The Bison and The Dragon: Untold Tales


The Project

This public art project in Chinatown represents a history of collaboration and shared adversity between local Chinese and Indigenous communities.

Designed by artist Jarett Sitter, this project is comprised of three wall-mounted panels, two on 1st St. SE and one at 4th Ave. SE. Each panel represents a fusion of animals important to both cultures: A Chinese dragon with the head of a bison, a phoenix with the head of a golden eagle and a lion and bear with their cub, which combines traits of both animals.

The intent of the project is to create temporary, vibrant and engaging artworks that can be enjoyed by motorists, pedestrians, businesses and residents in the area. The expected lifespan for this artwork is between five to 10 years and it will be maintained as part of the City of Calgary Public Art Collection for its lifespan.

The project is ongoing. Due to unexpected scheduling delays, we do not have a confirmed installation date. We will update this page when we have more information.

Artist Statement

Stories are how we make sense of our surroundings, how we pass down our history and how we learn to live in the world. When important stories remain largely untold for too long, they disappear. The Bison and The Dragon: Untold Tales highlights the long, shared history between Chinese and Indigenous communities on this land. The series of three wall installations visually represents stories of connection, kinship and support that are less visible or less publicly known.
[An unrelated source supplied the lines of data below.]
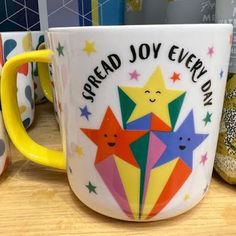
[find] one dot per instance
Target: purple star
(180, 143)
(211, 51)
(134, 75)
(204, 158)
(85, 112)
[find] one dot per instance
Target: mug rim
(123, 27)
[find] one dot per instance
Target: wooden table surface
(38, 201)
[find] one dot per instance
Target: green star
(60, 49)
(91, 188)
(207, 119)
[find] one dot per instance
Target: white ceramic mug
(140, 115)
(4, 147)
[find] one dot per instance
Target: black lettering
(88, 97)
(182, 56)
(115, 61)
(99, 74)
(132, 49)
(156, 49)
(196, 66)
(172, 52)
(88, 89)
(189, 60)
(205, 87)
(144, 51)
(202, 72)
(106, 67)
(93, 81)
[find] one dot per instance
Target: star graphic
(153, 97)
(79, 150)
(205, 189)
(231, 39)
(91, 188)
(211, 51)
(89, 48)
(186, 197)
(204, 158)
(111, 139)
(134, 75)
(70, 170)
(221, 74)
(181, 143)
(60, 49)
(175, 77)
(85, 112)
(207, 119)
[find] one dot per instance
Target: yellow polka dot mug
(140, 110)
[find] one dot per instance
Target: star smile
(152, 100)
(111, 144)
(181, 147)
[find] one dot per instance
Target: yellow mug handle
(11, 113)
(44, 77)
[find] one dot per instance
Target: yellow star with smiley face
(154, 98)
(89, 47)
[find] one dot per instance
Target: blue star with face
(180, 143)
(85, 112)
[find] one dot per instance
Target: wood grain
(38, 201)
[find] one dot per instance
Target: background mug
(37, 40)
(145, 12)
(191, 11)
(137, 144)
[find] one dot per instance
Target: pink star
(204, 159)
(231, 39)
(210, 51)
(134, 75)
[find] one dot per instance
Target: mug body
(140, 115)
(4, 147)
(14, 43)
(191, 11)
(226, 13)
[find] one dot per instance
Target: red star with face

I am a mixed heritage artist of Chinese and Polish-German descent. The Bison and The Dragon: Untold Tales tells the story of co-operation and shared adversity within our Chinese community from my mixed/Chinese perspective. I was inspired by community stories about the friendships and relationships that formed between the first Chinese people who immigrated to the prairies and the Plains First Nations (the Niitsitapi, the Tsuut’ina Nation, and the Stoney Nakoda Nation). Stories of First Nations people who helped the Chinese community survive the harsh winter elements when, unlike their white counterparts, they were not permitted to sleep in the train cars at night while they were working on the railroad. Stories of Chinese people not being allowed to visit white doctors, but receiving care in First Nations communities, and stories of First Nations people being fed in Chinese cafés when they were not permitted in white establishments. I am also interested in stories of Chinese men marrying First Nations women in the early days of Chinese immigration, and the untold stories of their children. These are stories I was continually thinking of while creating this artwork, as someone who is also mixed race and existing between cultures.

In Chinese mythology, the dragon and phoenix are creatures made of several different animals. For example, a dragon is often thought of as being composed of nine different animals, some parts depicted being the head of a camel (other times a crocodile), the talons of an eagle, the belly of a clam. In my illustrated animals, I reference a traditional style of Chinese artwork and Chinese mythological creatures, while also introducing visual details and new animal elements meant to honour the First Nations people of Mohkinsstsis who are the original stewards of this land.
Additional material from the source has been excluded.